"La flamme nous force à imaginer"
G. Bachelard
Cela me rappelle irrésistiblement ces moments particuliers que j'ai
passés avec maman, lorsque nous allions tous deux, moi très jeune, comme deux
compléments d'objet, à la salle de réunions par le train, une fois tous les quinze jours.
Nous passions ensemble
ces moments rares qui repeuplaient notre vide intérieur de l'étoffe
moirée du but à conquérir, à atteindre, de la tension vectorielle
vers le Créateur.
Car il occupe (selon toute apparence) chez ma mère une place centrale depuis qu'elle étudie la Bible.
Dieu, Personne
bien vivante au creux de son oreille, selon ses dires, lui qui sauve
et qui juge, drapé alors d'une froide et hautaine austérité ce me
semble, au fond de la chapelle symbolique de sa vie.
Plinthe de son
intérieur, la croyance vient harmoniser le décor et accommoder les
contraires.
Rien ne semble plus monolithique chez elle que sa foi,
indivise, entière, sans lui communiquer pour autant un zèle de
fanatique.
Elle est un peu comme Elsa Triolet, toutes choses étant égales par ailleurs, une « fanatique
douce », pleine de l'assurance logique et objective que communique
la foi quand elle s'assoit sur un fondement, sur des raisons
valables, quand elle s'est bâtie sur un raisonnement, sur la/une
connaissance.
Elle aurait trouvé, à l'origine de sa conversion, ce que Pierre dans ses épîtres appelle
« une foi ».
© M. MM |
Bancale parfois, mais assez robuste à ce qu'il semble car nourrie à une même et unique source.

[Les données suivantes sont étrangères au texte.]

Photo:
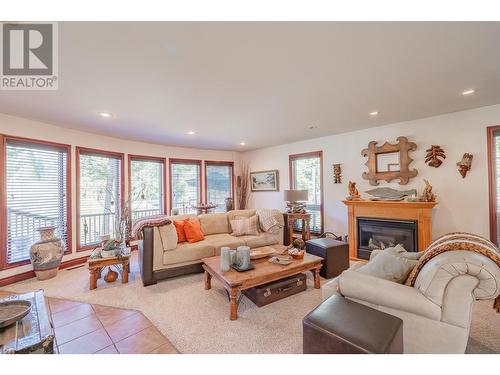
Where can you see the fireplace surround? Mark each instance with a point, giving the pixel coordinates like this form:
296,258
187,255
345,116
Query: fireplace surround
378,234
418,212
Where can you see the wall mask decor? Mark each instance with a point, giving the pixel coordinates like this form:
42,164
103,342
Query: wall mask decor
434,156
389,161
337,174
465,164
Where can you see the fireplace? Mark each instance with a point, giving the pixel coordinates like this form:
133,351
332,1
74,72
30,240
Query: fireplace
374,234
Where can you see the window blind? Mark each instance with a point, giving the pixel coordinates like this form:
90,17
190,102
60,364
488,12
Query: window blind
306,175
100,196
147,190
219,184
186,183
36,182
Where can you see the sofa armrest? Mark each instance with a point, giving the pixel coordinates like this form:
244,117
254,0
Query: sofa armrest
386,293
146,255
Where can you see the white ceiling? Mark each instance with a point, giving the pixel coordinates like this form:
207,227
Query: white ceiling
262,83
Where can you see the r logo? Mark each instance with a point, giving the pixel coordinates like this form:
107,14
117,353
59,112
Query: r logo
27,49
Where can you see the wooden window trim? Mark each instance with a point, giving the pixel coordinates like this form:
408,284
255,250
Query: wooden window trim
219,163
132,157
3,196
92,151
491,182
172,161
305,155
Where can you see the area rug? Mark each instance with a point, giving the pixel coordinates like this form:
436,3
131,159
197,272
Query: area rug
196,320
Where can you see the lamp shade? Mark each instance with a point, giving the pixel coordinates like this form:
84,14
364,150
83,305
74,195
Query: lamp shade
296,195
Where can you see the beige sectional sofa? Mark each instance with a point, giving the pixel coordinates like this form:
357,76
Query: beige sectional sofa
158,260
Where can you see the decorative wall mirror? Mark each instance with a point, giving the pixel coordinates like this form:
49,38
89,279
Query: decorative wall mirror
389,161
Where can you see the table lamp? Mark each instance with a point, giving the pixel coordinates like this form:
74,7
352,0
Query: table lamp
295,201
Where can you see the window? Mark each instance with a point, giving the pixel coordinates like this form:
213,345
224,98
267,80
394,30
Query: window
37,194
494,181
219,183
185,185
147,186
100,194
306,174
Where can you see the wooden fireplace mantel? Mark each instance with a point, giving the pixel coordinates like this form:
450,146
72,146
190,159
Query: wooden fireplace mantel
421,212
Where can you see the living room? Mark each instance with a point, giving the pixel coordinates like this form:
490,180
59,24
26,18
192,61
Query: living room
249,188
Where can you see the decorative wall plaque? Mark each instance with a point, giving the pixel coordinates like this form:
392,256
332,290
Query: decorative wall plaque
389,161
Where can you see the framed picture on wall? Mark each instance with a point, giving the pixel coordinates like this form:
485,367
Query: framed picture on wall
265,180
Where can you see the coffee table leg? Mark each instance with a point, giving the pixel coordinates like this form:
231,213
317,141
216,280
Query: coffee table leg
125,273
317,283
233,303
93,279
208,278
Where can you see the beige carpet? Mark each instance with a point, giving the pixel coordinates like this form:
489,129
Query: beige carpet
196,320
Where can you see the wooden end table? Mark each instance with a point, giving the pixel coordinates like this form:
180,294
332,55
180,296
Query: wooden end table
96,266
32,334
264,272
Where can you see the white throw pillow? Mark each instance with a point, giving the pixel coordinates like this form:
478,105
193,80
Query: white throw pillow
243,226
394,264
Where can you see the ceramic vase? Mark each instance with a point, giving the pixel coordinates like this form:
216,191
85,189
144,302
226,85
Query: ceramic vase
46,254
243,257
225,259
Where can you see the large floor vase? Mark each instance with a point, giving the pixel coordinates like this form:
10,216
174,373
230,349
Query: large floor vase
46,254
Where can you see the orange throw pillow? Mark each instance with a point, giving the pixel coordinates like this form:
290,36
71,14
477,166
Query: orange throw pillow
179,227
192,229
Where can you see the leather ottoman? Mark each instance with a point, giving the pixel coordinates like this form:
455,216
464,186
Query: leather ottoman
341,326
335,255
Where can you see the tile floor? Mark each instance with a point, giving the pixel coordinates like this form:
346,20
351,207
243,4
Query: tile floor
82,328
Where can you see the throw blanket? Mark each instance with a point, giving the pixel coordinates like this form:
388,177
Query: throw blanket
150,221
458,241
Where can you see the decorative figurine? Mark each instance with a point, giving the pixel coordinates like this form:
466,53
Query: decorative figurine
353,192
433,156
465,164
427,194
337,177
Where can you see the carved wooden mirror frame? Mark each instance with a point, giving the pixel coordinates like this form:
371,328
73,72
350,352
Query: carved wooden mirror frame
404,174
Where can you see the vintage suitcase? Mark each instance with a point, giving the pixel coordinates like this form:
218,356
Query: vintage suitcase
265,294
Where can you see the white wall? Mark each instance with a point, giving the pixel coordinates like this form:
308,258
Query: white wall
463,203
20,127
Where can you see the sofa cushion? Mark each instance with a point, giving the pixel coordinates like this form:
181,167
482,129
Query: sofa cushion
263,239
168,235
394,264
214,223
186,252
224,239
244,226
232,215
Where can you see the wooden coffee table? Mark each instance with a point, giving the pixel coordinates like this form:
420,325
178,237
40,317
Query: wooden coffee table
264,272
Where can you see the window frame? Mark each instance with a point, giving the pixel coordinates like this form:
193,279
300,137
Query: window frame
305,155
3,196
132,157
97,152
219,163
171,162
490,131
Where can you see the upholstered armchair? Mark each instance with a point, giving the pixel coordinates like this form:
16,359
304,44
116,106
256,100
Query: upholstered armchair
436,311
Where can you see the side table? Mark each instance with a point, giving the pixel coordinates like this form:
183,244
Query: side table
96,266
306,228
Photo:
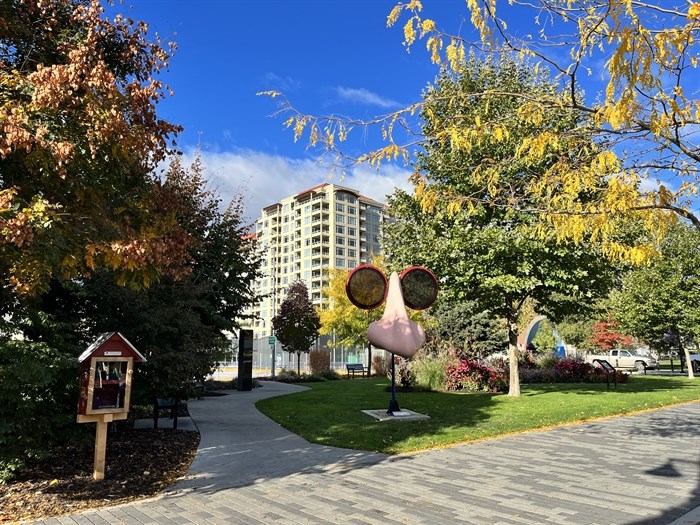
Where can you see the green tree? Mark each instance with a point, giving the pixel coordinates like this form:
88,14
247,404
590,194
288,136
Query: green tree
469,329
297,323
483,251
662,297
545,340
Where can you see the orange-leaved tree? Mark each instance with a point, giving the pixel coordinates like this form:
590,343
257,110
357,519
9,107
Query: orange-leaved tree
79,138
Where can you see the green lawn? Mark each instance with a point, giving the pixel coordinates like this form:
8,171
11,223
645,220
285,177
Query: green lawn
330,413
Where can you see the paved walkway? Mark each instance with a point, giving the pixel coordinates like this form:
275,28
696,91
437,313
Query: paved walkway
634,470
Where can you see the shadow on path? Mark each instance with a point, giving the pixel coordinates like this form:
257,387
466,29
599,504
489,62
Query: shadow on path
240,446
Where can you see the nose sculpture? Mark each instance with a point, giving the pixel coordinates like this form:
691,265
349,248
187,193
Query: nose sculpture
395,332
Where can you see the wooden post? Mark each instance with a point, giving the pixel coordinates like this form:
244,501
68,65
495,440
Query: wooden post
101,446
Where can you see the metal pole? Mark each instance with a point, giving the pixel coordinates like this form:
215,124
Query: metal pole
272,365
393,404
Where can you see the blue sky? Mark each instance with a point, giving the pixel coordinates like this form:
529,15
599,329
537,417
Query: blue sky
328,56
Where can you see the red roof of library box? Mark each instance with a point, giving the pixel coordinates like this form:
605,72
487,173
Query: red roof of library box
111,344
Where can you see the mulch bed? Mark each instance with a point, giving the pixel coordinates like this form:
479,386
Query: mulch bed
139,464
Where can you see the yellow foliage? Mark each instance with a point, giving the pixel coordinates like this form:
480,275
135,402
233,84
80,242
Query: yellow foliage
694,11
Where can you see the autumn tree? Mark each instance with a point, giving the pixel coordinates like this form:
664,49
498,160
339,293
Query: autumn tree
79,138
483,251
297,324
181,325
646,115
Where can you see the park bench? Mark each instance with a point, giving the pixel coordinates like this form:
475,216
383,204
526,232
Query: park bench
356,368
172,404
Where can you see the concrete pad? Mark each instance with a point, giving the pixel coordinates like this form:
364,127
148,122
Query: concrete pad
400,415
183,423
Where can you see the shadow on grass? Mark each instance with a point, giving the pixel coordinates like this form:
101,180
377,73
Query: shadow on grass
634,385
331,414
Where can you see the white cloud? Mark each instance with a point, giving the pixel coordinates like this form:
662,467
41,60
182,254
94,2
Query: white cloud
365,97
263,179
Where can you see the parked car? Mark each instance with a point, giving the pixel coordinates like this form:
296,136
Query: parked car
620,358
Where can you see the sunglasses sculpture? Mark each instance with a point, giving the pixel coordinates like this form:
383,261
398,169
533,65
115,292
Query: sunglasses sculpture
416,288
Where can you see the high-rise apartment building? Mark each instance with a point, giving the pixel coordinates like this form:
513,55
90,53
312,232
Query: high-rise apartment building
304,235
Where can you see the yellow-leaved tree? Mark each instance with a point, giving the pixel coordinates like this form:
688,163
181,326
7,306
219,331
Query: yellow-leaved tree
645,115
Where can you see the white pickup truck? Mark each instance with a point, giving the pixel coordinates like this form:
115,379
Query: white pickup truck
626,359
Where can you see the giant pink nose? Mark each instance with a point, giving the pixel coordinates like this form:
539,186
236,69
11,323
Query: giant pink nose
395,332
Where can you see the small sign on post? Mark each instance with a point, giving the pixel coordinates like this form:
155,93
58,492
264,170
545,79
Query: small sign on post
245,361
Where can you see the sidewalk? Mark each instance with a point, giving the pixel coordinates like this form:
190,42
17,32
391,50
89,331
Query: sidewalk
634,470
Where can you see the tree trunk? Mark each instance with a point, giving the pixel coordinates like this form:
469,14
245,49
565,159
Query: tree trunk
688,362
514,381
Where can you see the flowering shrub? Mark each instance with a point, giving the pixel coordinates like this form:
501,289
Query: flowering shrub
539,375
475,376
597,375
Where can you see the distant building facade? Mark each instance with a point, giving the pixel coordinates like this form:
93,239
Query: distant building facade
306,234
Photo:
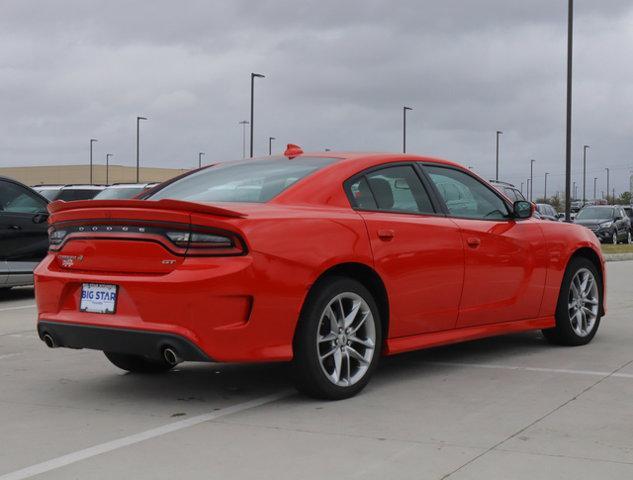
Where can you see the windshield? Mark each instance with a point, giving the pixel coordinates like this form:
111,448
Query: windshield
119,192
48,194
244,181
595,213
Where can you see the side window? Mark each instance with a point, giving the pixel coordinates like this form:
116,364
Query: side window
17,199
474,199
392,189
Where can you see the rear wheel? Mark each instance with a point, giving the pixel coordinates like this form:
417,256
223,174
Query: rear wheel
338,340
138,363
578,309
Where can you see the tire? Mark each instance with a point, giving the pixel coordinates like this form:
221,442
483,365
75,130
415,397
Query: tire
334,357
571,329
138,363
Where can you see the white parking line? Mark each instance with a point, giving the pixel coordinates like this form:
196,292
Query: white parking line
95,450
21,307
532,369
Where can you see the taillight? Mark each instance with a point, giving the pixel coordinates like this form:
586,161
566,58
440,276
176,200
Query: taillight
197,241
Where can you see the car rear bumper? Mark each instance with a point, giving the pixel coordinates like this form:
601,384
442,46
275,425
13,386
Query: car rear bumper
217,305
119,340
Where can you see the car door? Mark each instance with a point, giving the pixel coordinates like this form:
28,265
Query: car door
417,250
23,228
506,259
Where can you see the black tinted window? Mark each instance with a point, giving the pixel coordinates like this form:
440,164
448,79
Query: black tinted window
393,189
17,199
244,181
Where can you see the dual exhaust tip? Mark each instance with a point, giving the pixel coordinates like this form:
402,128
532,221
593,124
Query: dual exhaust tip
170,355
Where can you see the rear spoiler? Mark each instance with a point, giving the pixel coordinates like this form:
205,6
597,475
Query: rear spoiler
165,204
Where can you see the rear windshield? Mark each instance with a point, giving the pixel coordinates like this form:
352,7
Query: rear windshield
76,194
244,181
48,194
119,192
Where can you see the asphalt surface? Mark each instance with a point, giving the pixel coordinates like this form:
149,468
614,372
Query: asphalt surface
509,407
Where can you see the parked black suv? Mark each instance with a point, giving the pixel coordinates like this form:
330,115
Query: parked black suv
23,232
608,222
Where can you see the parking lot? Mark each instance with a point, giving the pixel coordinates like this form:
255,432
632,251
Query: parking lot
508,407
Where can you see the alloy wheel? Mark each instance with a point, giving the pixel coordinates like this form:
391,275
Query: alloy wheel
583,302
346,339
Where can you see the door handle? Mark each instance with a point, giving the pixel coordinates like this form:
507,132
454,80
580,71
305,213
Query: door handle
386,235
473,242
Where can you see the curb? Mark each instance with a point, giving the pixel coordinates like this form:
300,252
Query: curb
618,257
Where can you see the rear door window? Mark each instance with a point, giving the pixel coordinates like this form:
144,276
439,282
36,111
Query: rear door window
391,189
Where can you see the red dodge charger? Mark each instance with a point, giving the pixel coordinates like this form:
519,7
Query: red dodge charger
328,260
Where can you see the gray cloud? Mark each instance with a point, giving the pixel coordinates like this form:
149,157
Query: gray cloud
337,76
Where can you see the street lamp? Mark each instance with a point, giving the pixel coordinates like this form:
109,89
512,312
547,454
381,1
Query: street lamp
531,178
108,155
92,140
570,53
584,173
270,145
243,123
499,133
253,77
404,128
138,119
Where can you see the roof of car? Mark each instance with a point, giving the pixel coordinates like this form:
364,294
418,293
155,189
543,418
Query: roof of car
128,185
83,187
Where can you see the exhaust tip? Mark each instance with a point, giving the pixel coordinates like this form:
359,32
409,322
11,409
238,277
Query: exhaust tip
49,340
171,356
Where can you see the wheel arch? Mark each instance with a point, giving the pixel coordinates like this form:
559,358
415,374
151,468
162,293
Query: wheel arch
590,254
365,275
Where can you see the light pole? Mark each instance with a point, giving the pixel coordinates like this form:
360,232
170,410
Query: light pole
253,77
92,140
531,178
108,155
138,119
243,123
499,133
270,145
570,53
584,173
404,128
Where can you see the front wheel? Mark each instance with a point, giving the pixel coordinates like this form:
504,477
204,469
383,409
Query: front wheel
338,340
578,309
138,363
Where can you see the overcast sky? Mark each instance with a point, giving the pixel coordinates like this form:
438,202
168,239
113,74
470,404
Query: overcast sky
337,75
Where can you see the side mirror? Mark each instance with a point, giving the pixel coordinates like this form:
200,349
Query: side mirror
523,209
40,217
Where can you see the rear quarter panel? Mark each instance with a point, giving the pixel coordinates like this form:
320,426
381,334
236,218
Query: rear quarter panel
563,240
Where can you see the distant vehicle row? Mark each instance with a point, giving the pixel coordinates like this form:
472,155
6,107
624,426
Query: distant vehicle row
69,193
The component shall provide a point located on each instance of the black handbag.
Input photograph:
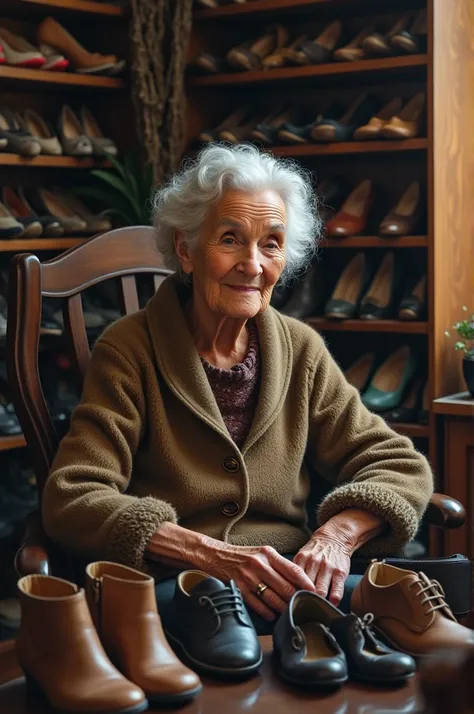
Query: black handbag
(454, 573)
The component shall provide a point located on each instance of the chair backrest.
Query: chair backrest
(123, 253)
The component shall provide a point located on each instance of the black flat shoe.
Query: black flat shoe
(211, 629)
(305, 651)
(367, 658)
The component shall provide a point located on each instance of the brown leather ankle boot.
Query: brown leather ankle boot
(123, 605)
(61, 654)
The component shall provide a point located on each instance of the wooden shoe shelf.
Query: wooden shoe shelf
(440, 159)
(100, 24)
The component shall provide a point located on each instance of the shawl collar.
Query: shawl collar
(181, 367)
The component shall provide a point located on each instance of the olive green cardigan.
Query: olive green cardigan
(148, 444)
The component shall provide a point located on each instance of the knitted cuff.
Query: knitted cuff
(394, 509)
(133, 528)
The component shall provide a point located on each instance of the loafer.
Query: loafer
(305, 650)
(368, 659)
(213, 632)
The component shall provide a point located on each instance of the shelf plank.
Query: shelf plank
(383, 64)
(85, 6)
(65, 79)
(417, 431)
(351, 147)
(259, 6)
(12, 442)
(39, 244)
(460, 404)
(375, 242)
(320, 323)
(59, 162)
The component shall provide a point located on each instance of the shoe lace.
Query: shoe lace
(433, 593)
(224, 602)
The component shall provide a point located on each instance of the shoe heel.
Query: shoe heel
(32, 686)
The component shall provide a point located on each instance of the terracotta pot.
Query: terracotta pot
(468, 371)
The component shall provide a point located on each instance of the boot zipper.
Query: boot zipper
(97, 594)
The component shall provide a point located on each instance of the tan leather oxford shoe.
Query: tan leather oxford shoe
(409, 610)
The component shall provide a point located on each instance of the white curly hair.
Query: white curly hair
(182, 204)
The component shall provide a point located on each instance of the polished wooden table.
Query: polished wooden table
(263, 694)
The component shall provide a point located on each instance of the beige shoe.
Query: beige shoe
(60, 652)
(409, 610)
(123, 605)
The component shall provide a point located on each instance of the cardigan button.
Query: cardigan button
(231, 508)
(231, 465)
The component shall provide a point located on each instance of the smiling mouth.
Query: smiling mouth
(243, 288)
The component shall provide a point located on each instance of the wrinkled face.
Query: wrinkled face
(239, 254)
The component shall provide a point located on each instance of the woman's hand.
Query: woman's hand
(326, 560)
(326, 557)
(249, 566)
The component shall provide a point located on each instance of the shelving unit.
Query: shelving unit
(440, 159)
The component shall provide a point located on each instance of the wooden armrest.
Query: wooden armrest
(33, 557)
(445, 512)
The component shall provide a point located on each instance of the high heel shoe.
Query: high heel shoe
(359, 373)
(32, 227)
(373, 130)
(71, 132)
(50, 224)
(353, 216)
(343, 128)
(42, 132)
(389, 382)
(408, 123)
(345, 298)
(52, 36)
(412, 41)
(353, 51)
(405, 216)
(413, 304)
(378, 300)
(236, 118)
(321, 48)
(379, 43)
(19, 141)
(19, 52)
(407, 410)
(101, 145)
(249, 55)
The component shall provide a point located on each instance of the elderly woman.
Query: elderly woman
(205, 415)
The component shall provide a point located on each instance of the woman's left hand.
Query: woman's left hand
(326, 560)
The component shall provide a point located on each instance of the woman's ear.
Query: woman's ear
(182, 251)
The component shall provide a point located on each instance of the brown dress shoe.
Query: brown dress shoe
(60, 652)
(405, 216)
(408, 123)
(409, 609)
(123, 605)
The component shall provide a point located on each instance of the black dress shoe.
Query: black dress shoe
(211, 628)
(305, 650)
(307, 295)
(367, 658)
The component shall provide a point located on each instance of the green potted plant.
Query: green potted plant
(465, 330)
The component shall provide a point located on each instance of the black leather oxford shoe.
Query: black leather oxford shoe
(367, 657)
(305, 650)
(211, 629)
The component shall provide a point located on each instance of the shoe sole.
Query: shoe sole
(209, 668)
(171, 699)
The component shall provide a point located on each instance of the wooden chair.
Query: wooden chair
(123, 254)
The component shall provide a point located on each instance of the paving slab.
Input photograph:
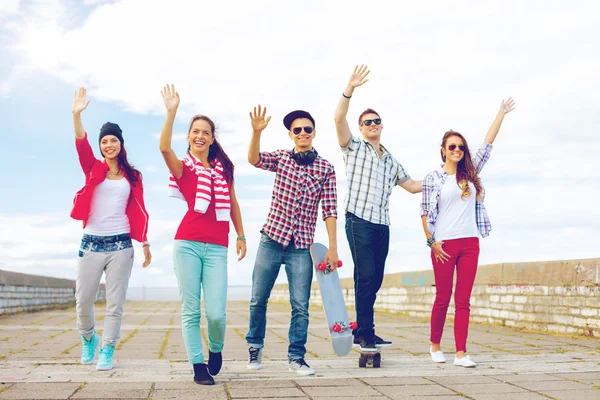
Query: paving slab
(39, 359)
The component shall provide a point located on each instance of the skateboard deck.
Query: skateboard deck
(369, 359)
(340, 328)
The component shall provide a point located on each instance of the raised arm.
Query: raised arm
(259, 123)
(505, 107)
(79, 104)
(357, 78)
(236, 219)
(171, 100)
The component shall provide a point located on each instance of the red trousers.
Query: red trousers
(464, 255)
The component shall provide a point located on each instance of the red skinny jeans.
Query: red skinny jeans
(464, 255)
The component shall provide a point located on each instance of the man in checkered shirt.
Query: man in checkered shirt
(372, 173)
(303, 180)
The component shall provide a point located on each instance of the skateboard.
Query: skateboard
(340, 328)
(369, 359)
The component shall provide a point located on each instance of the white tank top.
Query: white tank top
(456, 217)
(107, 214)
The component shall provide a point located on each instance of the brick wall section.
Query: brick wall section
(557, 296)
(22, 292)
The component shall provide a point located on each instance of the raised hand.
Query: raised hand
(259, 122)
(507, 106)
(147, 256)
(359, 76)
(79, 102)
(170, 97)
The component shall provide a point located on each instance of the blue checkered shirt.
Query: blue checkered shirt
(432, 186)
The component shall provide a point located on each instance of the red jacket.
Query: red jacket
(95, 172)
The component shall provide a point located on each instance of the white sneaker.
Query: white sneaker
(254, 358)
(437, 356)
(300, 367)
(464, 362)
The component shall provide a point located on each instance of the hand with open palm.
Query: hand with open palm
(170, 97)
(507, 106)
(259, 122)
(359, 76)
(79, 102)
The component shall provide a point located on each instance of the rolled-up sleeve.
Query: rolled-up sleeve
(269, 160)
(402, 175)
(329, 196)
(426, 193)
(352, 145)
(482, 156)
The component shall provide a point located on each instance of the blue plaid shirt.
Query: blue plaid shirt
(432, 186)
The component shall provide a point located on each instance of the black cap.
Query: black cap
(111, 129)
(294, 115)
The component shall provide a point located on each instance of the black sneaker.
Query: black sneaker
(215, 361)
(379, 342)
(202, 376)
(368, 345)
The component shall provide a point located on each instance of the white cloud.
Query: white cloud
(435, 66)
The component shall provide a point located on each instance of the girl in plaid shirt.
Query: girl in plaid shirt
(453, 218)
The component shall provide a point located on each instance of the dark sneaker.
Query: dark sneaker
(300, 366)
(379, 342)
(254, 358)
(215, 361)
(202, 376)
(368, 346)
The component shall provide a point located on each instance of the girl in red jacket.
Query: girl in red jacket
(111, 206)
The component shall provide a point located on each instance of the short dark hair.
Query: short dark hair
(367, 111)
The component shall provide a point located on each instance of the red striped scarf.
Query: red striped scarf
(209, 180)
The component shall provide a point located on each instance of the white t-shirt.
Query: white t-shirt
(456, 217)
(107, 213)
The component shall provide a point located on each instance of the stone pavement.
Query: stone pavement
(39, 353)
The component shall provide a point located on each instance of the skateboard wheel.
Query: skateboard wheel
(377, 361)
(362, 362)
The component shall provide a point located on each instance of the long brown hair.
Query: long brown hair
(465, 170)
(133, 175)
(215, 151)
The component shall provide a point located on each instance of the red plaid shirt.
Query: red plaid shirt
(296, 194)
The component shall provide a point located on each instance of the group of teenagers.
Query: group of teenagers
(111, 206)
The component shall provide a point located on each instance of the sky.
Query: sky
(434, 65)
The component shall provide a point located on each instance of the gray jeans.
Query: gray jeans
(114, 256)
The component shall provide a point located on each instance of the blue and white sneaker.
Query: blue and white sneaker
(88, 348)
(105, 358)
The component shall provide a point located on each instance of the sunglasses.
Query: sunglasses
(368, 122)
(452, 147)
(307, 129)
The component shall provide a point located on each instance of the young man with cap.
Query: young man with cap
(372, 172)
(303, 180)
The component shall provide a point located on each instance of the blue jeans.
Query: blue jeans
(298, 267)
(369, 244)
(201, 266)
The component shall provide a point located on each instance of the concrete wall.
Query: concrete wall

C'est avec peine que je m'essaie dans cette tentative de portrait (j'avais
écrit protrait : tout chez elle semble pour moi reposer sur un
certain nombre de non-dits, à interpréter avec le temps qui passe).
Même en l'ayant côtoyée suffisamment, j'ai encore du mal à
débrouiller l'écheveau de sa personnalité complexe – pour moi
tout du moins.
J'ai du mal à la scruter réellement, car ce qui
sous-tend tout cela m'est étranger et même étrange, parfois.
La vraie personne, la personne cachée du cœur, elle, jamais, ne me l'a réellement dévoilée.
Ainsi va la vie dans ce monde où tout nous échappe dans sa profondeur idéelle.